Questions and Answers about the Charitable Remainder Trust

1. What IRS rule governs the Charitable Remainder Trust?
2. Who could benefit from a CRT?
3. Can I have the income go to my children or other person?
4. Can I be my own trustee?
5. How is the tax deduction calculated?
6. What about using other assets besides cash or stocks to fund a CRT?
7. Can more than one charity be a beneficiary of a CRT?
8. Are there ongoing costs with a CRT?
9. How am I taxed on income?
10. Are contributions to a CRT revocable or irrevocable?
11. When will I receive income from the trust?
12. What is the minimum payment that I can take from my trust (in order for the principal to compound)?
13. Can I transfer part of a particular asset into the CRT?

 


What IRS rules govern the Charitable Remainder Trust?

Section 664 of the Internal Revenue Code provides the primary governing rules for the CRT.

Who could benefit from a CRT?

Those with appreciated assets wanting to increase income, reduce their taxes and have charitable interests would most benefit from a CRT.

Can I have the income go to my children or other persons?

Yes, a CRT can provide income for a donor's life plus for a term of years (not to exceed 20 years) or children's lives, whichever is less. There may be some gift tax implications to this plan. The use of an Irrevocable Life Insurance Trust in conjunction with the CRT would serve the same inheritance purposes while keeping the asset out of the donor's estate.

Can I be my own trustee?

Yes, a donor can be his own trustee. It may be wise, however, for a donor to be a co-trustee with someone that has experience in the areas of trustee's responsibilities such as investments, accounting and taxation.

How is the tax deduction calculated?

An IRS formula is used to determine the "future value of a present gift." This formula takes into account the donor's age and the payout percentage chosen by the donor (which determines the income to be paid to the donor). This will show the future value to your charity in today's dollars. The deduction can be used in the year of the gift plus 5 years carry forward. If appreciated assets are used, the donor may deduct up to 30% of adjusted gross income. If cash is used, the donor may deduct up to 50% of his adjusted gross income. (See sample proposal)

What about using other assets besides cash or stocks to fund a CRT?

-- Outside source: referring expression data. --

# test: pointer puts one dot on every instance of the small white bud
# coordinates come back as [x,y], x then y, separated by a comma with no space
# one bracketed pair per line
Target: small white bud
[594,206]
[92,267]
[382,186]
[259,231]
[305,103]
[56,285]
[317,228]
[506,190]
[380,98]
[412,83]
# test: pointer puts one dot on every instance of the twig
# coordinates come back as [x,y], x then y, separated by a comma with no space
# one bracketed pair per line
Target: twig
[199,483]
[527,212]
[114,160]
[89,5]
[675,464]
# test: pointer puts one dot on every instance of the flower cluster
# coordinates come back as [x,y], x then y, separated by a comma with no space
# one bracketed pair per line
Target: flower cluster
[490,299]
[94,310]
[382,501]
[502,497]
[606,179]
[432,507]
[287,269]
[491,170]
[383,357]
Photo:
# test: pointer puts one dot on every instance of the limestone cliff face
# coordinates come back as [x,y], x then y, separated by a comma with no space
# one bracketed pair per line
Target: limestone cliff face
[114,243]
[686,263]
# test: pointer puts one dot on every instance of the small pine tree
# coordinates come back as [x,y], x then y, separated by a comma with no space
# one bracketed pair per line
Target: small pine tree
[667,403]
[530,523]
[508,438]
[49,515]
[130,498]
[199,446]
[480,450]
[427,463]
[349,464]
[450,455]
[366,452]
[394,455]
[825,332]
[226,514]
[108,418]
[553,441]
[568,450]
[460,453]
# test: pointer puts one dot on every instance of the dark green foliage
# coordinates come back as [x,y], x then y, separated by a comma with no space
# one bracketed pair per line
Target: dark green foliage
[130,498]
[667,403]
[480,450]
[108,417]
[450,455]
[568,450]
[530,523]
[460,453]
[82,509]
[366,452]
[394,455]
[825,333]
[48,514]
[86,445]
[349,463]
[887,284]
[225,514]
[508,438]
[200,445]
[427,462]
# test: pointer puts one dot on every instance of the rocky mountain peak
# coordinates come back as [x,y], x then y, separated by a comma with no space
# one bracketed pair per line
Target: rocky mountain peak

Most any asset, without encumbrance, can be transferred to the CRT. Caution is in order and assistance is usually needed in transferring such assets as real estate, closely held stock, annuities and other assets because of special valuation rules, appraisals, reporting forms and tax implications.

Can more than one charity be named as a charitable beneficiary of a CRT?

Yes, multiple charities can be named as beneficiary of a CRT provided they are qualified with the IRS. This is possible even after you establish the trust, if you reserve the right to do so in the document.

Are there ongoing costs with a CRT?

Generally there is an annual filing of a tax return and other tax forms. There is a need for annual valuations for any type of unitrust and charitable deduction calculations must be generated. Also, accurate records are imperative concerning the complex four-tier payout system for your trust. YTA provides this important service at a very reasonable annual fee. See our fee schedule in the Administration Contract.

How am I taxed on the income?

The type of income the trust earns is paid out to you in a specific order:

1. Ordinary income
2. Capital gains income
3. Tax free income
4. Return of principal

The most common type of payout is taxed at ordinary income rates.

Are contributions to the CRT revocable or irrevocable?

The assets are irrevocably transferred to the CRT. The IRS will allow the avoidance of capital gains tax and a current income tax deduction only if there is an irrevocable guarantee that some time in the future a gift will be received by a qualified charity.

When will I receive income from the trust?

Income payout begins almost immediately. The payment to the donor can be monthly, quarterly, semi-annually or annually.

What is the minimum payment that I can take from my trust (in order for the principal to compound)?

The IRS requires that the income beneficiary take no less than 5% of the annual fair market value of the trust. If the donor has a net income with makeup trust (see types of trusts) the actual income received may be less than 5% if the assets are invested in growth assets.

Can I transfer part of a particular asset into the CRT?

Yes, the Charitable Remainder Unitrust is an "open box". You may choose to fund only a part of your appreciated assets into the trust. At a later time you may fund additional assets into the trust. This will add to your income and give a new charitable deduction.